The same could be said of the Philippines where more than 200 towns still lack fire trucks that could respond to similar crisis.
Dulce said there are 2 million forests and grasslands in the Philippines that are prone to the effects of droughts, compounded by less precipitation and increased winds from extreme weather events that is "definitely a recipe for a meltdown across the Philippines."
He said there are not enough subsidies for government services to address or even prevent these problems.
"A lot of our watershed management institutions, down to the forest rangers in the hinterlands, are underfunded. Sometimes they do not even receive their wages almost a year prior. It's really a recipe for disaster if the government doesn't address the problem of climate change now," he added.
Kalikasan also noted that aside from forest rangers' wages, their lives are at stake too.
Forty-six environmental defenders were killed in 2019 because of environment-related issues.
"The problem is impunity. There is not enough precedence where perpetrators are being caught and prosecuted, being jailed. That's a precedence of more emboldened perpetrators of attacks against environmental defenders," he said.

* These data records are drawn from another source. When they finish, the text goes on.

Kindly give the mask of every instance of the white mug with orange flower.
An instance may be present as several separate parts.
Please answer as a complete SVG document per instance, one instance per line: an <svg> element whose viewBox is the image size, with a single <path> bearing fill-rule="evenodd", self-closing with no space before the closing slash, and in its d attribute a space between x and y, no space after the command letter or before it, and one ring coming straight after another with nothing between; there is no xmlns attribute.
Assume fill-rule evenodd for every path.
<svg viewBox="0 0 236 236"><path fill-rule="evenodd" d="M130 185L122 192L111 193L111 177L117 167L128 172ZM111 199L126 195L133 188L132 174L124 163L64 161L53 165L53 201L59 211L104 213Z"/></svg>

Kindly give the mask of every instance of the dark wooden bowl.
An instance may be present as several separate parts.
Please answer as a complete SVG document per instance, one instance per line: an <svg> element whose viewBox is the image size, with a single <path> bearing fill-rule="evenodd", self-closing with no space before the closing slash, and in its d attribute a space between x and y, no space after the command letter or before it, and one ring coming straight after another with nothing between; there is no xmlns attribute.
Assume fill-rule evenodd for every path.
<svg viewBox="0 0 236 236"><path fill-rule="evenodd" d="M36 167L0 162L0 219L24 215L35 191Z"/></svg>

Forest rangers, he said, work to protect over a million hectares of protected areas and important agricultural lands in the country.
'WE WILL BURN'
When asked what needs to be done, Dulce said it is mainly enforcement on the ground especially since illegal logging is deeply entrenched in the systems of corruption.
He said there are local dynasties backing illegal logging operations and the Department of Environment and Natural Resources is still issuing or allowing permits of integrated forest management agreements which Dulce said is a misnomer because they do not manage the forests.
"But the problem is more pervasive than just our forests that's why since last year, we have been urging the Duterte government to declare a climate emergency where it recognizes the different aspects of the problem from mitigating emissions down to the adaptation of our communities to the impacts," he said.
In the Philippines, Dulce said many forest fires are mainly man-made.
"We're going to experience more naturally-induced fires as climate change worsens, as the impact worsens over the next 11 years. If we do not address the aspect of the problem where we can control it, which is the man-made aspect, then we will burn," he said.
Dulce believes the Philippines has good environmental policies but it is conflicting economic policies that are being prioritized.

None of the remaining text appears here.